A consensus on antibiotics has not been established. It is likely that differential effects are seen between microbial strains and choice of antibiotic. Use of antimicrobials should be considered on an individual and strain basis only when benefit is thought likely. Future characterization of the strain response, in particular during outbreaks may permit more informed decisions [48].
Platelet Transfusion
Platelet transfusion has historically been relatively contraindicated in STEC-HUS due to the theoretical potential to aggravate the thrombotic microangiopathy, administration being restricted to transfusion immediately preceding surgical interventions and in response to significant haemorrhage or mucosal bleeding. Two retrospective case-control studies [54, 55], demonstrated no differences comparing patients who did or did not receive platelets in disease severity, neurological complications, requirement for intensive care, or mortality. A small rise in inflammatory markers was noted following platelet transfusion in the second study; these returned to baseline [55]. It was also noted that 6 patients died during the German E. coli 0104:H4 outbreak from procedure-related bleeding [55]. Though larger studies are required to fully reassure, the risks of platelet transfusion may not be as high as previously theorized, and may confer clinical benefit, especially in patients at greater risk of haemorrhage [55].
Eculizumab
Eculizumab is a monoclonal antibody that targets complement C5b and is a licenced effective treatment for aHUS, which shares many disease features with STEC-HUS. This prompted further investigation into a possible role in the management of STEC-HUS.
In a case series of three patients in 2011, severe neurological involvement led to compassionate treatment with eculizumab. There was resolution of neurological findings within 24 h and improvement of platelets and lactate dehydrogenase (LDH) within 5 days [56]. This led to increased ‘compassionate’ use in some centres, especially where neurological involvement was considered severe, with an escalation of usage during the outbreak of E. coli O104:H4 in 2011.

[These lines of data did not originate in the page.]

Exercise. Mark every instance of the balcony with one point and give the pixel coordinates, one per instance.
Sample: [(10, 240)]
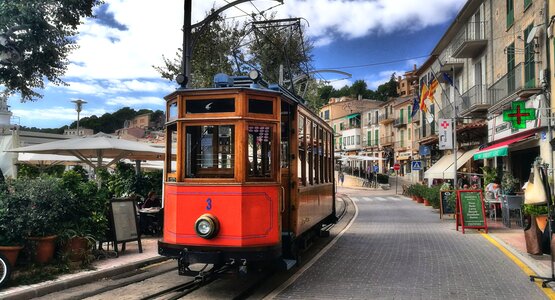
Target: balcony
[(471, 41), (385, 118), (474, 102), (510, 87), (448, 63), (400, 122), (386, 141), (400, 146)]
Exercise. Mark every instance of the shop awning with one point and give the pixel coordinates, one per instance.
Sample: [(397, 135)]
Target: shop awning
[(462, 160), (438, 169), (499, 149)]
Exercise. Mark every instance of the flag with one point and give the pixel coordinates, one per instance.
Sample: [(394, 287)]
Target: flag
[(415, 105), (423, 97), (433, 86), (448, 79)]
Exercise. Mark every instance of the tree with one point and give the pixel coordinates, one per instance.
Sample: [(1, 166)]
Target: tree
[(231, 48), (213, 49), (388, 89), (37, 36), (359, 87)]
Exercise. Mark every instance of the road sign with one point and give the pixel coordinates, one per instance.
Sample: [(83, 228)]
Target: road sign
[(416, 165), (445, 134)]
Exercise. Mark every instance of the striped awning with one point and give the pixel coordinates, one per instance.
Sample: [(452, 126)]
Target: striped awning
[(499, 149)]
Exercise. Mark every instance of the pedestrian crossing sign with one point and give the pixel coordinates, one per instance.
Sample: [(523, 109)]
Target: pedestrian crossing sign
[(416, 165)]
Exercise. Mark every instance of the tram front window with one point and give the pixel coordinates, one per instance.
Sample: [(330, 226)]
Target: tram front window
[(210, 151), (260, 151)]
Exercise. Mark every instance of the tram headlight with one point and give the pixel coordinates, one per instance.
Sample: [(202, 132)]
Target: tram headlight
[(207, 226)]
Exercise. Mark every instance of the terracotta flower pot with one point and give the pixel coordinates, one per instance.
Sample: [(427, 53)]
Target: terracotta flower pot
[(76, 248), (541, 221), (45, 247), (11, 253)]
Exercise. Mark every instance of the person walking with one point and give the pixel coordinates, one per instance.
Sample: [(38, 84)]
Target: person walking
[(341, 178)]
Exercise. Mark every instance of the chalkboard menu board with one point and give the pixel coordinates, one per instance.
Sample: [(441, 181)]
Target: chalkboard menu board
[(470, 210), (446, 207), (124, 222)]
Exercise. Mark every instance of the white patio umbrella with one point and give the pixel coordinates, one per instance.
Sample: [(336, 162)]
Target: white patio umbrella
[(92, 150)]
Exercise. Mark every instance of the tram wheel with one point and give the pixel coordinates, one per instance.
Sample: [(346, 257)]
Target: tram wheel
[(5, 270)]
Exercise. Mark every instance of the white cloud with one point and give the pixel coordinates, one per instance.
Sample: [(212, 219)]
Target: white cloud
[(375, 80), (154, 29), (339, 83), (115, 86), (133, 101), (358, 18), (56, 113)]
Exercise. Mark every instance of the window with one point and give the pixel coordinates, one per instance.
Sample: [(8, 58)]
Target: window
[(529, 64), (210, 151), (171, 155), (511, 84), (510, 13), (209, 106), (172, 111), (261, 106), (309, 154), (301, 166), (527, 3), (260, 151)]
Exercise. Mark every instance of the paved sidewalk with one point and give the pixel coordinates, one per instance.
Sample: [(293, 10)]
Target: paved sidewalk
[(398, 249), (127, 261)]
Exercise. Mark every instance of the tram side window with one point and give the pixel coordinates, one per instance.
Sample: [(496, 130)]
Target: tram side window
[(309, 153), (301, 162), (210, 151), (171, 155), (260, 151)]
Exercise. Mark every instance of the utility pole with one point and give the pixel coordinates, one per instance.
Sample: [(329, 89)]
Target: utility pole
[(184, 78)]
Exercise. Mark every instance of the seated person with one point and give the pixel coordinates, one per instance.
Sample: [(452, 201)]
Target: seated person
[(151, 201)]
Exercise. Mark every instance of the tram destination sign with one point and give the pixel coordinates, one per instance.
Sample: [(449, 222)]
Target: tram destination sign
[(470, 210)]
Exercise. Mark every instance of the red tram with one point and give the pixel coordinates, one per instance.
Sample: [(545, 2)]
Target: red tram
[(249, 174)]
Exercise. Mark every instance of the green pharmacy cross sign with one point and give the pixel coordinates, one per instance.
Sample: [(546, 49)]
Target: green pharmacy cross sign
[(519, 114)]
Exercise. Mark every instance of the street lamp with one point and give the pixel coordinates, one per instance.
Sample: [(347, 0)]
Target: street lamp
[(78, 106)]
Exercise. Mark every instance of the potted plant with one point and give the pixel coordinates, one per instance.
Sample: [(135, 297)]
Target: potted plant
[(11, 227), (536, 218), (508, 184), (44, 215)]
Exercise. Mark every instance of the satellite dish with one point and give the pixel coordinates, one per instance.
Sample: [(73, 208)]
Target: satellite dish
[(531, 35)]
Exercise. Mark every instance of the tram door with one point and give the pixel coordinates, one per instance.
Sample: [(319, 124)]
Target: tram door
[(287, 116)]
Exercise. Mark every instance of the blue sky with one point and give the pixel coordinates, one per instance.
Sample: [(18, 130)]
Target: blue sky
[(113, 66)]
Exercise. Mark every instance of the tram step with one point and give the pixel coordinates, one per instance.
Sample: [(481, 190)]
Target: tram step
[(288, 264)]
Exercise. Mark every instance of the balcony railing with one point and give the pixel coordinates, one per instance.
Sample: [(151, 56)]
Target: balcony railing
[(400, 122), (385, 118), (448, 62), (474, 101), (471, 40), (386, 140), (510, 86)]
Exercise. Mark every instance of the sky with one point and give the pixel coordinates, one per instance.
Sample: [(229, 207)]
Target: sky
[(112, 68)]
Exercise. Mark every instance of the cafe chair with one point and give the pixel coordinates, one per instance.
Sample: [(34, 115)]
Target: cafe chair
[(512, 209)]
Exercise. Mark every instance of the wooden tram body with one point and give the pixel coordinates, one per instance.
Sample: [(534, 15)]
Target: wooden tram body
[(249, 175)]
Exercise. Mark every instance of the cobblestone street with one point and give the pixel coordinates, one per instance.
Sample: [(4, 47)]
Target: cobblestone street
[(397, 249)]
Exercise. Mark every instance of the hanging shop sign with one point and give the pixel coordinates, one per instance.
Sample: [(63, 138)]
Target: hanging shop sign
[(470, 210), (519, 114), (445, 134)]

That outbreak dominates the current literature surrounding the use of eculizumab in the treatment of STEC-HUS. The differential ability of centres to provide eculizumab alongside plasmapheresis led to a natural nested cohort study, admittedly with many confounding factors [57]. Unadjusted analyses suggested a higher mortality in the best supportive care cohort, but there was an evident selection bias with a predominance of elderly patients. Treatment allocations were by clinician choice and not randomized or age-matched. When considering severity matched cohorts, there was no evidence for additional benefit from plasmapheresis and eculizumab over supportive care [57].
A further retrospective analysis of this cohort of 298 patients reviewed 67 patients who received eculizumab [51] (Table 1). This cohort presented with more severe disease compared to those in other treatment arms. When matched for severity using patients receiving plasmapheresis, there was no difference in complication rates or recovery time of biochemical markers of HUS. There was no best supportive care model available for comparison [51].
Smaller cohorts from the same outbreak have also been reported from France. A nine patient case series, all receiving plasmapheresis, reported eculizumab administration with neurological and biochemical improvement in all patients [8]. Azithromycin prophylaxis was administered with eculizumab, which as described may also lead to earlier reduction of faecal Shiga-toxin in E. coli 0104:H4 [51].
A small study of seven patients receiving eculizumab for treatment of STEC-HUS described the reversibility of Magnetic Resonance Imaging (MRI) cerebral abnormalities in the initial phase of disease when revisited at 6 months [58]. This was a small uncontrolled observational study, MRI scan in the acute phase may be normal despite severe disease and the natural course of transient neurological findings is resolution [66,67,68], so evidence of definitive benefit is lacking.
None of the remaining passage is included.